“In the Library with a Poison Book”

Finding something poisonous isn’t unusual when out in nature, there are plenty of plants and animals that are venomous, poisonous, or otherwise toxic in some way. Most would not expect to find poison lurking among the books in the library, but that is something that can be found on the covers of a select number of books.

According to the Winterthur Library, in the early 19th Century publishers and binderies had the option of using a beautiful, brilliant emerald green cloth called, unsurprisingly, Emerald Green. Emerald Green and the similar Scheele’s Green are both toxic colors made using copper and arsenic. In addition to its attractiveness the color was also widely available, meaning that it was a popular choice for coloration in a lot of manufactured goods like clothing, wallpaper, books, and even used to color food!

This is not to say that green was the only toxic color available at the time, there were others. For example yellow could contain both chromium and lead, but green still poses the highest risk to the people handling materials colored with it because of just how toxic arsenic is. Not every green book from the 19th Century is toxic but each suspect book should be handled with care until its status is known. 

Some signs that a book may use Scheele’s or Emerald green coloring:

  • Vibrant green book cloth covering the boards (front and back covers)

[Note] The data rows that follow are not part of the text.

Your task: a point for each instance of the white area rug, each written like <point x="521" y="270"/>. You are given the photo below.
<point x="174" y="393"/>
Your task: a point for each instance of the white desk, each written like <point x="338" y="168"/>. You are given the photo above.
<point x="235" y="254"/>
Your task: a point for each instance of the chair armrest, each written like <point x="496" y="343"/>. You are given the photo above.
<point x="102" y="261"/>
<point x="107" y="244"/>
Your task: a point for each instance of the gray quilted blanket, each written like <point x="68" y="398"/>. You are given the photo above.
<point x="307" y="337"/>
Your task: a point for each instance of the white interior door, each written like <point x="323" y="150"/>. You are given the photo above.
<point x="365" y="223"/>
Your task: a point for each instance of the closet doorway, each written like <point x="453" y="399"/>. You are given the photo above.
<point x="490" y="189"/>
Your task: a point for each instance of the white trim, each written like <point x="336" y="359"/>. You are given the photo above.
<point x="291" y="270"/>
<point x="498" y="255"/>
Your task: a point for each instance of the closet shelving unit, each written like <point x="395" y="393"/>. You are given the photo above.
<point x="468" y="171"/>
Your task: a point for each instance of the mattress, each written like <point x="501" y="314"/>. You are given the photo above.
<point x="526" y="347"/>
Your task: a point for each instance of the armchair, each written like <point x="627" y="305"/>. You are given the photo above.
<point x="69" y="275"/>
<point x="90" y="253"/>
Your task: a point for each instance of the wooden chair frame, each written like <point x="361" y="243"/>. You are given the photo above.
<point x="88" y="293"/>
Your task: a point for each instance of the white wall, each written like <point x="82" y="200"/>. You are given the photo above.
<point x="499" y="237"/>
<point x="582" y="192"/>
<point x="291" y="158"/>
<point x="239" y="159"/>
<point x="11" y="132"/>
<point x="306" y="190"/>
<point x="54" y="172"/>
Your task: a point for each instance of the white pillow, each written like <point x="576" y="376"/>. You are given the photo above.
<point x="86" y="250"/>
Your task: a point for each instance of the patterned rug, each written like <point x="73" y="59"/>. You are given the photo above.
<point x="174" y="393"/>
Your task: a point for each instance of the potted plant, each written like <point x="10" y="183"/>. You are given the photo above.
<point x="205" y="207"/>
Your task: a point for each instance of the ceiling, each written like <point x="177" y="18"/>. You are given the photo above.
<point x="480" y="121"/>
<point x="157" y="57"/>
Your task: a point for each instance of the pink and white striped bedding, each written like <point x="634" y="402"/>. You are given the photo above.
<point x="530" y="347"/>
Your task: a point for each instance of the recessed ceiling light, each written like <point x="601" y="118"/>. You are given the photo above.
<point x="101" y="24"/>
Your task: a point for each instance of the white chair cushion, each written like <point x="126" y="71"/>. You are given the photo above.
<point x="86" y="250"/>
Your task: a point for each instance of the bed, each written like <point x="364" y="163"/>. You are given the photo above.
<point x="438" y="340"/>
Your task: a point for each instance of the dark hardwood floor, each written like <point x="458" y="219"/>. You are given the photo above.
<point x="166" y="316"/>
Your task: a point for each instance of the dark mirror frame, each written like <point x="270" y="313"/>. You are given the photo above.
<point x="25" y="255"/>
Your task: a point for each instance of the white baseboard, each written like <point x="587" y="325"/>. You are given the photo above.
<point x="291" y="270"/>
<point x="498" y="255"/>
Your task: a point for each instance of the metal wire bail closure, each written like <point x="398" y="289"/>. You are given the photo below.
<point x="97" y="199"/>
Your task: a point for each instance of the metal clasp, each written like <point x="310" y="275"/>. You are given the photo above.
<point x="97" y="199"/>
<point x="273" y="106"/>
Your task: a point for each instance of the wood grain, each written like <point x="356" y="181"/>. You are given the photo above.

  • Vibrant green or faded brownish-green book cloth on the spine

  • Gold and blind stamped decoration, often paired with gilt textblock edges

  • Publication date primarily between 1840s-1860s

  • Variations on a morocco grain pattern are common, although other bookcloth grains have also been identified

The Winterthur Library advises that if someone believes they have an arsenical green book there are ways to handle the item that can minimize the risk.

  • Wear nitrile gloves

  • Wash hands after handling the book, even if gloves were worn

  • Isolate the book when storing so that it does not contaminate other books. If housing on a shelf with other items a polyethylene bag can be used to contain any colorant flakes or friable materials

  • Remove book from easy access

  • Wipe down hard surfaces that the book has touch with a damp, disposable cloth

Early 2023 four faculty and staff members from Appalachian State University Libraries traveled from Boone to the Queen Anne’s Revenge Conservation Lab in Greenville, NC to have five books tested for arsenic.


Harold, the Last of the Saxon Kings displays heavy oxidation across all three volumes, with the spine appearing dark brown from constant exposure to light at some point in its lifetime. However, under the oxidation is a hint of pale green.



The Jenny Lind album displays only slight oxidation of its brilliant emerald green coloring. It should be pointed out that the arsenic in this example is not just limited to the book cloth on the cover but the pale green coloring or ink on the cover image is also arsenical!



 Aperçu des États-Unis, au commencement du XIX turned out to not be arsenical, but it certainly confused several people before the test results were returned! 

While the Winterthur library guidelines state that books published between the 1840s and the 1860s are the most probable for having toxic green covers, this does not preclude books published early that may have been rebound during that time period. 

When confronted with a book of questionable green-ness it pays to err on the side of caution. Arsenic is highly toxic and can do serious long term damage to one’s health.